As negociações de cripto via canal TradFi não são tráfego DeFi 24/7. Elas se concentram durante o horário do mercado dos EUA, agrupam-se em torno de divulgações macroeconômicas e aberturas de ações, liquidam através de um pequeno número de intermediários regulamentados (Zerohash, Anchorage, BitGo) e exigem características de tempo de atividade que correspondam à compensação de ações — não às exchanges de cripto de varejo. Elas também dependem fortemente das principais chains: BTC, ETH e SOL no lançamento, com trilhos de stablecoin para financiamento e resgate.

Para operadores de nós e RPC, esta é uma mudança significativa na carga de trabalho. À medida que o fluxo de wirehouses e corretoras escala, o perfil do tráfego se desloca para leituras previsíveis e de alta confiabilidade contra o estado canônico durante as janelas de horário comercial — não os padrões intermitentes e tolerantes à latência comuns no DeFi. A confiabilidade da liquidação e o acesso ao estado histórico tornam-se mais valiosos do que o rendimento bruto de transações. As chains que aguentarem esse tipo de carga de nível TradFi são as chains que serão incluídas na próxima onda de lançamentos de corretoras.

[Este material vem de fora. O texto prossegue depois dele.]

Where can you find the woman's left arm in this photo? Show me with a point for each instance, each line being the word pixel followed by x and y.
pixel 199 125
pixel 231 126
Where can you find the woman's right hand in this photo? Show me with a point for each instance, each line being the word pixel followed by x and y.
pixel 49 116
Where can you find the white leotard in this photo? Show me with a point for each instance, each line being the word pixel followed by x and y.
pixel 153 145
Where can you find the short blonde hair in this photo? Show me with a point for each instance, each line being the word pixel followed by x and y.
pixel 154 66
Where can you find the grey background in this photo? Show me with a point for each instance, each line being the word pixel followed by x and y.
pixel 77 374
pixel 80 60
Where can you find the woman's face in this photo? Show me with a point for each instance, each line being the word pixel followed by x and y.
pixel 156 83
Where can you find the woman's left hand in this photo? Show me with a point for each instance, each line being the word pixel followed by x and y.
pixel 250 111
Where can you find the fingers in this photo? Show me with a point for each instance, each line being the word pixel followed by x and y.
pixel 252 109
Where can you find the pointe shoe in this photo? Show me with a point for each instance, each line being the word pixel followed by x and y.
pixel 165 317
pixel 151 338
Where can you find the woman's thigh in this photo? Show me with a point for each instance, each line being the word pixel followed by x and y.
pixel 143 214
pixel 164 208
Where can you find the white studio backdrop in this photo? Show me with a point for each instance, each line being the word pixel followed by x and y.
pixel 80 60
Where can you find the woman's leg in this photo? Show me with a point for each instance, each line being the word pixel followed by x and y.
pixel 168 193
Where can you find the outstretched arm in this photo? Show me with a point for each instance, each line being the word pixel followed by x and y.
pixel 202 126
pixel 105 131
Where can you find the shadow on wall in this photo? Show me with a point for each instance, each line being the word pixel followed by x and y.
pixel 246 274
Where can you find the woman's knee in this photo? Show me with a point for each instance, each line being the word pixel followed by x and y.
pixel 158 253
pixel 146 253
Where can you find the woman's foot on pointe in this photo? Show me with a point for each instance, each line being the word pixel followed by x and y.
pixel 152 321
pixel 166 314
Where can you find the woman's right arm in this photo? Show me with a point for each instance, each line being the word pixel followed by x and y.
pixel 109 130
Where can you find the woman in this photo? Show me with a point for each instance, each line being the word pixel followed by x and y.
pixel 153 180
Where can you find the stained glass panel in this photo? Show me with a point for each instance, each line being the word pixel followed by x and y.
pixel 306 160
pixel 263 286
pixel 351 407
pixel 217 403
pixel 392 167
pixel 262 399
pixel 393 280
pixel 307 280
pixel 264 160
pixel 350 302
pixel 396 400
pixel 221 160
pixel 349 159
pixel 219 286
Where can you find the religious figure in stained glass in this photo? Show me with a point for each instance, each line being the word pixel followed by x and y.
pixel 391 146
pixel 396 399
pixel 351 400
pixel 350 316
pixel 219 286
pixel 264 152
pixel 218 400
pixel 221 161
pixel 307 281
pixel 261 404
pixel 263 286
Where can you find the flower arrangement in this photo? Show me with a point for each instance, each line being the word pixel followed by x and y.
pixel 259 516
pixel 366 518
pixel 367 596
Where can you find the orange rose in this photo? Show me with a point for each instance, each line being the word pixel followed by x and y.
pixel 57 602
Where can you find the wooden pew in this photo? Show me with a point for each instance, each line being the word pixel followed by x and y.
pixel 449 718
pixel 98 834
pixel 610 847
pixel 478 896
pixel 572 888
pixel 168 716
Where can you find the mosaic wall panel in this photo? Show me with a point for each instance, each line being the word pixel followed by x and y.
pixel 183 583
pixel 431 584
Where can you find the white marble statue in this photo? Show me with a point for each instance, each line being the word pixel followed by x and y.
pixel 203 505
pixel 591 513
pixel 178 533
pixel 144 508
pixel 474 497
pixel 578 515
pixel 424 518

A BlockEden.xyz opera infraestrutura de RPC e indexação de nível de produção para as chains que o TradFi está comprando — Bitcoin, Ethereum, Solana e além. Se você está construindo ou operando camadas de liquidação, custódia ou análise que precisam suportar o tráfego em escala de wirehouse, explore nosso marketplace de APIs para acessar o tipo de confiabilidade que o fluxo institucional exige.

O Ponto Principal

A precificação é uma história que o setor de cripto tem subestimado consistentemente. A indústria assistiu aos índices de despesas de ETFs caírem drasticamente no início de 2024 e presumiu que as taxas de negociação à vista (spot) permaneceriam estruturalmente mais altas porque as exchanges nativas de cripto possuíam um valor único. 6 de maio de 2026 é o dia em que essa suposição caiu por terra.

O Morgan Stanley não apenas lançou um produto. Ele estabeleceu um teto de 50 pontos-base que os concorrentes passarão o restante de 2026 igualando ou tentando racionalizar. A verdadeira questão não é mais se a Coinbase sofrerá compressão. É se a próxima onda de lançamentos de TradFi — Goldman, o canal de wealth do JPMorgan, Merrill — se fixará em 50 bps ou encontrará uma maneira de baixar ainda mais, da mesma forma que a Schwab historicamente fez com cada piso de taxas que herdou.

A era das taxas de exchange de cripto está chegando ao fim. A era de liquidação e serviços está começando. As empresas que vencerão o próximo ciclo serão aquelas que perceberam isso em 7 de maio, e não em 2027.